DP has this cool function where it will analyze any piece of audio to find its "beats" and tempo. This is mainly used for slicing up drum grooves for loops, but you can do it with a whole song if you want. Since it's very important to record using a click track, for time accuracy, I figured I'd use that function to get the exact tempo of the song and then set everything up to record at that tempo. Easy, right? Heh... sure.
It turns out that even though we recorded the song with a click track, the timing wavers quite a lot - even the most excellent drummers are not computers! (Sorry, Hiro...) And while it's okay to have the tempo go up and down a little bit - great orchestra conductors do it all the time for emotional effect - the tempo analyzer just couldn't quite get the thing right, and the click track was wavering all over the place. After a couple hours trying to make that all work, I just said the hell with it and started over.

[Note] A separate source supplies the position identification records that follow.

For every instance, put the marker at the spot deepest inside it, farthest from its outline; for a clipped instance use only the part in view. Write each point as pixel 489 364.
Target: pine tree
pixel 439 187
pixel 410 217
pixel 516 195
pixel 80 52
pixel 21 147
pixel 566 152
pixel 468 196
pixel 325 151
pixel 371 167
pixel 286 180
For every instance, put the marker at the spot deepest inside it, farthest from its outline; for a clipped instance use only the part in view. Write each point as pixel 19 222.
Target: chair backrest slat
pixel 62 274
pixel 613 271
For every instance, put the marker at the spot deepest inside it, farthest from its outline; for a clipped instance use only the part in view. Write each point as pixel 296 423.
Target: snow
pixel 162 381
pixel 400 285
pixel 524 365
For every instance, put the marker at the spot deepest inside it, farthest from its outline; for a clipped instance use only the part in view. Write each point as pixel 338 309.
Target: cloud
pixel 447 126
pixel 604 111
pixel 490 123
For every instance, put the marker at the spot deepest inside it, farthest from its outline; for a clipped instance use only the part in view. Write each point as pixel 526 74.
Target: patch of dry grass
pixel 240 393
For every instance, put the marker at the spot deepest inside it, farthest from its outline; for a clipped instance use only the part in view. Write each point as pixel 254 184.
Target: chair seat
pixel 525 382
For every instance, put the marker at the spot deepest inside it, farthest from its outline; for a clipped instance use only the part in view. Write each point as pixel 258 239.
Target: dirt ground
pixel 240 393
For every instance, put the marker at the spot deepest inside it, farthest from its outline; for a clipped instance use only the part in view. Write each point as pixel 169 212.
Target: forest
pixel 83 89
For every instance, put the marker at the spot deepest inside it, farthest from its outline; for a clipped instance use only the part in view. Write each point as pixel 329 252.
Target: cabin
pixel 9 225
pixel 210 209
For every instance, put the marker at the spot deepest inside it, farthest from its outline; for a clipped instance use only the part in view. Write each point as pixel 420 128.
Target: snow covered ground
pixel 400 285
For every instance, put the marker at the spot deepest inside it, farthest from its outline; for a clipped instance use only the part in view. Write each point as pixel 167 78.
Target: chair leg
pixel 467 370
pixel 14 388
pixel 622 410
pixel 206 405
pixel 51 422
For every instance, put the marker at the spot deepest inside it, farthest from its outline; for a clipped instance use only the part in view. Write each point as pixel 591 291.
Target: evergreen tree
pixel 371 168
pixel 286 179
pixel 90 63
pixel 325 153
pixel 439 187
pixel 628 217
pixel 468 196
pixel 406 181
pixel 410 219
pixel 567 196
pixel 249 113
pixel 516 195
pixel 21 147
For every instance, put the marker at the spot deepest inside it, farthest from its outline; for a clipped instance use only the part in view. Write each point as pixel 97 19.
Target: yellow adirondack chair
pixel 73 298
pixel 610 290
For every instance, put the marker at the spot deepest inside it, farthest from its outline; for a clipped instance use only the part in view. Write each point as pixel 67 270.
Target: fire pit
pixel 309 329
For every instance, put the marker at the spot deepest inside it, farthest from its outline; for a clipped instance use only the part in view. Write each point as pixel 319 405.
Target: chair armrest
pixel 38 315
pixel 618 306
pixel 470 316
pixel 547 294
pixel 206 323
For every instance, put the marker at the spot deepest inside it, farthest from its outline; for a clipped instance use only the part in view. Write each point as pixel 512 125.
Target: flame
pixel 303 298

I wound up just picking a tempo that I knew was almost exact (117 bpm, if you're wondering). going in by hand and slicing up the audio file whenever it got to a place where the song beat deviated from the click, then moving the cut pieces very slightly until the snare hits lined up properly. It's easier to do than it sounds, because the software shows the audio waveform graphically - and the big ol' metal snare hits are the biggest peaks in the wave. You can just nudge them with the arrow key until the peak lines up with the beat markers. There were some little perceptible gaps, but I was able to fix all the timing weirdness, and thus just play directly along with the original song to record.
But of course, I'm a crappy drummer, and thus we come to the title of this post. All MIDI recording devices for many years have had the lovely helpful function called "Quantize," which perhaps sounds like something Stephen Hawking might be on about, but what it does is the computer looks at where your drum hits are, and if they're late or early, it puts them where they're supposed to be. Quantize is the crappy drummer's (and keyboardist's too) best friend! So now the drum track sounds like a drummer with good timing played it. Interestingly, this software will take an audio drum track, recorded with mics from real drums, and quantize that too. So, perhaps your favorite "famous" drummer isn't as good as you might think. (Here's a hint: if he's young and cute and in a band that gets mainstream radio play, he's probably cheating.)
Anyway, so I got the drum track done, in a lot less time than it would have taken me to program the drum machine - which is exactly why I got the e-drums, other than for fun. Next time it will be quicker, I'm sure. And now, it's time for dinner and a jynnan tonnyx!
Guitars and hopefully bass later tonight. Should be able to get a rough pass of the whole thing done, then vocals tomorrow.
Here's a pic where you can see the whole studio setup. My old guitar rack is on the left, with my Mesa amp below. My old 4-track and the R-8 Mk II drum machine are above the screen. This is just about all you need these days to record some pretty high-quality music.